Attempt at a solution
Since $\nabla f({\bf x}^0) = 0$ we know that ${\bf x^0}$ is a critical point of the function $f$. Because the Hessian is smaller than $0$ at the point ${\bf x^0}$, $f$ has a local maximum at the point ${\bf x^0}$.$\hspace{0.5em} \square$
Here is my dilemma. My "proof" feels very cheap. However, I'm not taking a proof heavy class (in fact proofs of why $f$ has a local maximum at a critical point if the Hessian is smaller than zero are not included in my text!) so I don't know what to add ... I feel like I have said everything that has to be said so I'm hoping any of you can point out to me how I can buff it up. I just want to add that this question isn't really homework, it's from an old final by my teacher which I'm solving in my free time. Thanks.
Improved solution
We know that $\nabla f({\bf x}^0) = 0$. Then, by definition, ${\bf x}^0$ is a critical point of $f$. Define function $g({\bf x}^0) = ({\bf x - x^0})H({\bf x^0})({\bf x - x^0})^T < 0$. Since $g({\bf x}^0) < 0$, all the eigenvalues of $H({\bf x^0})$ are less than $0$ resulting in $f$ having a local maximum at the point ${\bf x^0}$.
All there is left to do is reference where I use known theorems.
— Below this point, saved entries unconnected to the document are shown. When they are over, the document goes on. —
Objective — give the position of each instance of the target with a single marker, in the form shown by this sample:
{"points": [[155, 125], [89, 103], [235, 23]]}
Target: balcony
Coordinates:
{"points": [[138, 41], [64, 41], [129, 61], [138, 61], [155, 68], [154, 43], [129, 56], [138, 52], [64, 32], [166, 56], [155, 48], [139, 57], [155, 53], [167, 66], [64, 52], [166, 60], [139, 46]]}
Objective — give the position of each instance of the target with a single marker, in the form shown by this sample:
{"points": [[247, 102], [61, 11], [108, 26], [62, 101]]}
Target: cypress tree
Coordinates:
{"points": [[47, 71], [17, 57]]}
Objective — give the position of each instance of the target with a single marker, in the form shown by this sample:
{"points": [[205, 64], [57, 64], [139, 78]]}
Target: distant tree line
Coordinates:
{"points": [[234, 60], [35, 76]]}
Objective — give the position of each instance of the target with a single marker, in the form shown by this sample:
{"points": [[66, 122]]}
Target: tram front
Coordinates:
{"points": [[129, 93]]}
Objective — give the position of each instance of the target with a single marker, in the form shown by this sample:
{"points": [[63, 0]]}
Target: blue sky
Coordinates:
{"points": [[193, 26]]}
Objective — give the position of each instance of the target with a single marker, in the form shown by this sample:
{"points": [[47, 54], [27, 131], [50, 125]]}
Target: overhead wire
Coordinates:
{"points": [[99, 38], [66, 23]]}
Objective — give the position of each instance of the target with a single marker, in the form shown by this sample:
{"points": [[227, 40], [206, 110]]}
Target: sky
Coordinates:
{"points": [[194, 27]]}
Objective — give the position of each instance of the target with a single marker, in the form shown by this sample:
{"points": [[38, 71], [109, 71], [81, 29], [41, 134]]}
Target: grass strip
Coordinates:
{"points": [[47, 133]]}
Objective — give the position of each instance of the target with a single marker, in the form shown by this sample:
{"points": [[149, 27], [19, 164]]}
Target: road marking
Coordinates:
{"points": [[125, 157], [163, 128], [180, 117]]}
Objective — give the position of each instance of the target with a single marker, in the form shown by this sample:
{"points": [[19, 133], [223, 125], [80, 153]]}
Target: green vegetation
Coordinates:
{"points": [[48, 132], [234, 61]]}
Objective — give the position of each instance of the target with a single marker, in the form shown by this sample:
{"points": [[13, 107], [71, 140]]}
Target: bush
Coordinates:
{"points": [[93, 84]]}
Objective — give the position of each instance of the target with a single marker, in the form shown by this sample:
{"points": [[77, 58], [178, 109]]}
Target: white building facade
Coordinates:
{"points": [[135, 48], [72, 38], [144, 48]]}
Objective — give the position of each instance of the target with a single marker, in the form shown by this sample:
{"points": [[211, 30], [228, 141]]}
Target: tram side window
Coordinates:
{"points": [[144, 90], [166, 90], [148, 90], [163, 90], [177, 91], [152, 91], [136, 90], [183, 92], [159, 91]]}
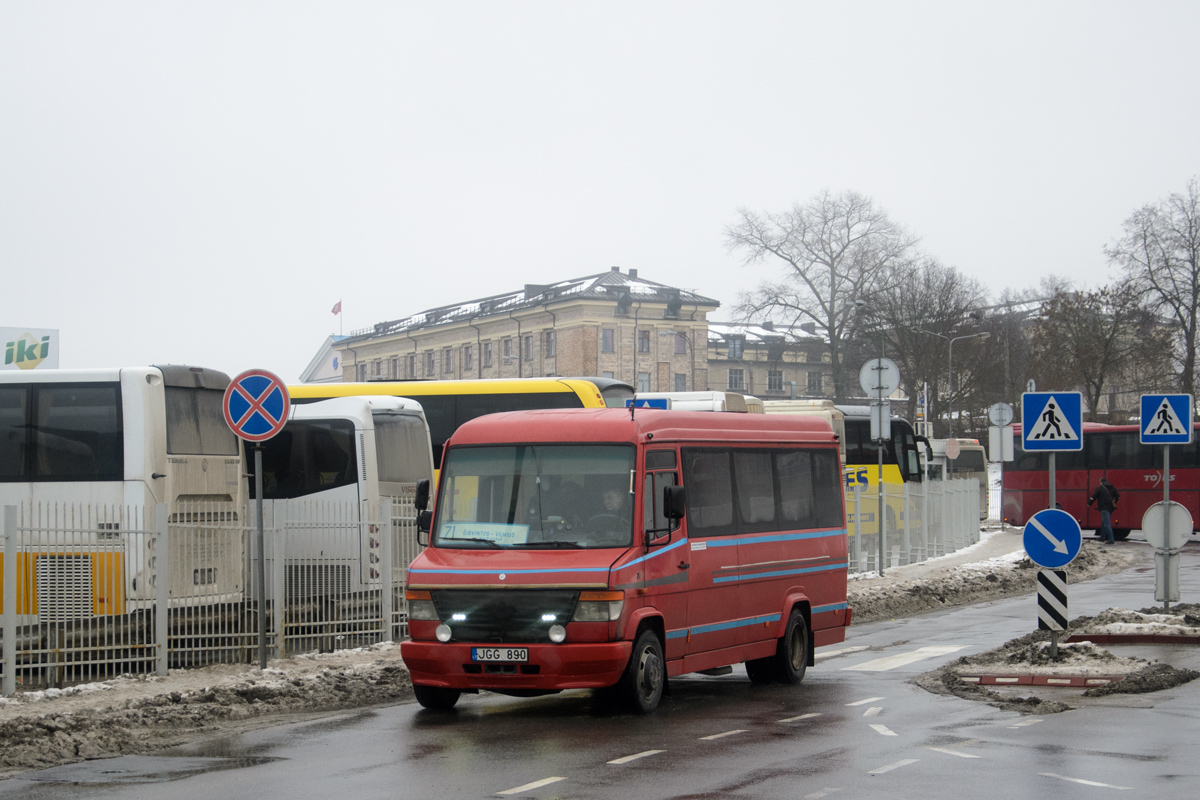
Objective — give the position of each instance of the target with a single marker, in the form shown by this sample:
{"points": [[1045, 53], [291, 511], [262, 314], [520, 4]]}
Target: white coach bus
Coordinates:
{"points": [[85, 455]]}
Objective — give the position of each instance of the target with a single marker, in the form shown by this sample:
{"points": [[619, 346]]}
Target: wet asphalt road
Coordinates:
{"points": [[856, 728]]}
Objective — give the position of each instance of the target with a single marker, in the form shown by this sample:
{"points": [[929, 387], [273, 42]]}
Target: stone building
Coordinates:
{"points": [[768, 362], [613, 325]]}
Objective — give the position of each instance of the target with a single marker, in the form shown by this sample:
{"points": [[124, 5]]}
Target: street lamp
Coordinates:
{"points": [[949, 392]]}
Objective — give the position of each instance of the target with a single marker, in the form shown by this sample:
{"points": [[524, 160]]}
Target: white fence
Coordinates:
{"points": [[922, 521], [87, 593]]}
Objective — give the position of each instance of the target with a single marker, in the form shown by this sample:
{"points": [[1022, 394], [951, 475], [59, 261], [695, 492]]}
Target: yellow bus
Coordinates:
{"points": [[449, 403]]}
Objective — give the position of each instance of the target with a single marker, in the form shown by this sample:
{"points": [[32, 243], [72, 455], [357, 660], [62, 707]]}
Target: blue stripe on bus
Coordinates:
{"points": [[724, 626], [503, 571], [777, 573], [729, 541]]}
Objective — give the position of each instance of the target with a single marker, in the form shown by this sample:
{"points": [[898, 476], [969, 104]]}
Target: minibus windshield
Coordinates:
{"points": [[535, 497]]}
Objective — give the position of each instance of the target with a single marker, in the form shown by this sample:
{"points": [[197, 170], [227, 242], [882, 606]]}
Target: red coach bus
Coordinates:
{"points": [[617, 548], [1109, 451]]}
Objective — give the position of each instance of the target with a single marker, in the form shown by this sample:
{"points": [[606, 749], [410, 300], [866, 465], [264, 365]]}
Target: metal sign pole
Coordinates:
{"points": [[1167, 525], [262, 559]]}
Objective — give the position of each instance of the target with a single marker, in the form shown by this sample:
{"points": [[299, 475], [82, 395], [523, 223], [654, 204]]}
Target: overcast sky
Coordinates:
{"points": [[199, 182]]}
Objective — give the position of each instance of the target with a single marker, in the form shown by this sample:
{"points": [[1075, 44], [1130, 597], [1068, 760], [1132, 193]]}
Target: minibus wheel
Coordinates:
{"points": [[647, 673], [436, 697]]}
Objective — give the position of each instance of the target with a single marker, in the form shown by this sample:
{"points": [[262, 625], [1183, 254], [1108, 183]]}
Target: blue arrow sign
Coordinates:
{"points": [[1053, 539], [1167, 419], [1051, 421]]}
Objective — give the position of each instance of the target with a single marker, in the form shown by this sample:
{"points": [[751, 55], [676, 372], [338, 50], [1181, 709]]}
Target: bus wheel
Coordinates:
{"points": [[646, 674], [436, 697]]}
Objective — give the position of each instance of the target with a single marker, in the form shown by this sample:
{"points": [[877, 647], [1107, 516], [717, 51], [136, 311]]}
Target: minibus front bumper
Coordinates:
{"points": [[549, 666]]}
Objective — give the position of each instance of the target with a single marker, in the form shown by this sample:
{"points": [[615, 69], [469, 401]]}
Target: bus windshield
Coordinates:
{"points": [[537, 497]]}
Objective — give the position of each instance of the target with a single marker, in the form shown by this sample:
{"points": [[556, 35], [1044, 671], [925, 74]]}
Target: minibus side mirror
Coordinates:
{"points": [[424, 519], [675, 501]]}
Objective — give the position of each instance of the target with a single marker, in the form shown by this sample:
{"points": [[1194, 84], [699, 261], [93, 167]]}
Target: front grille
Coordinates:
{"points": [[504, 615], [64, 588]]}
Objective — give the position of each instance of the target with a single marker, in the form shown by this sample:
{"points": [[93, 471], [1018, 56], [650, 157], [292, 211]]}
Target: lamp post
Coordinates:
{"points": [[949, 391]]}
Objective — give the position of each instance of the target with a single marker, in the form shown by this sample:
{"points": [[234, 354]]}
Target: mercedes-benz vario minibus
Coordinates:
{"points": [[618, 548]]}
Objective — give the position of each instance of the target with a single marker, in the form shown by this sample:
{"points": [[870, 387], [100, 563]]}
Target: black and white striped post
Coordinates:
{"points": [[1053, 605]]}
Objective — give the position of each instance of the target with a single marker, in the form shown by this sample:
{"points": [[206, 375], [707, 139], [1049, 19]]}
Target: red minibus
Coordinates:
{"points": [[600, 548], [1111, 451]]}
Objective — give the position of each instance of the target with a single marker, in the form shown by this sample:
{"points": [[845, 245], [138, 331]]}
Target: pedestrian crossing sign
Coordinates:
{"points": [[1051, 421], [1167, 419]]}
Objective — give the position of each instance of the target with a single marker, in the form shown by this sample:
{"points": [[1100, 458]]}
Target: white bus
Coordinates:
{"points": [[327, 473], [85, 455], [971, 462]]}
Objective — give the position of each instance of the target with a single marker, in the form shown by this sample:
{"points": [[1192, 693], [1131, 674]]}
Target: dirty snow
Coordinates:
{"points": [[142, 714]]}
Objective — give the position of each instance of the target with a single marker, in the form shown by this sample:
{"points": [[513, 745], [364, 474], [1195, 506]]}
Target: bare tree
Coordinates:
{"points": [[1093, 340], [832, 251], [1159, 252]]}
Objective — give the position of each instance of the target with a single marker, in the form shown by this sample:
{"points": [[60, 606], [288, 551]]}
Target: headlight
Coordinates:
{"points": [[420, 606], [599, 606]]}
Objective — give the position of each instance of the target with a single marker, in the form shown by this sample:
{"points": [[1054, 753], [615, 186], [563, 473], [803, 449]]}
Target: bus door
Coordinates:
{"points": [[665, 573], [714, 605]]}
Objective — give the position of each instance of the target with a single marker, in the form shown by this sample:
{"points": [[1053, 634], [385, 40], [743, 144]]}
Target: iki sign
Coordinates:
{"points": [[29, 349]]}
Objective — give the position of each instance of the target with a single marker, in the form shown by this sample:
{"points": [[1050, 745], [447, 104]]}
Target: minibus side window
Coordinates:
{"points": [[709, 481]]}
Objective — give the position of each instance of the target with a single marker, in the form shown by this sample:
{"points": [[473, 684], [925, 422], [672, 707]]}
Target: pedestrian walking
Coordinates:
{"points": [[1105, 498]]}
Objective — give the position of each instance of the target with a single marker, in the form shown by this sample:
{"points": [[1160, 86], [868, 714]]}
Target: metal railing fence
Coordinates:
{"points": [[93, 591], [922, 521]]}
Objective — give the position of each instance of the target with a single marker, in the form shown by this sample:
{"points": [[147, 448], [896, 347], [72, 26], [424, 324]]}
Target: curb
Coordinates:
{"points": [[1134, 638], [1060, 681]]}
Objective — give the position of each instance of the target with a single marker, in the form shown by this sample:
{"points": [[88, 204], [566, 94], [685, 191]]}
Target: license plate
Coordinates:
{"points": [[509, 655]]}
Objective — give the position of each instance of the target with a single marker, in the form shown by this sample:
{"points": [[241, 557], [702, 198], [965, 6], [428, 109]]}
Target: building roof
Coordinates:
{"points": [[612, 286], [756, 335]]}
Is this sufficient?
Property 2 is a statement about a matrix, but in your proof, you say 'the Hessian is smaller than $0$'. This doesn't quite follow.
If you want some details to fill out, you can start there - assuming you know that "a critical point of $f$ is a maximum if the determinant of the Hessian is smaller than zero" how can you connect property 2 to a negative determinant?
If you really wanted to tear this apart, you could start from scratch, and prove "a critical point of $f$ is a maximum if the determinant of the Hessian is smaller than zero".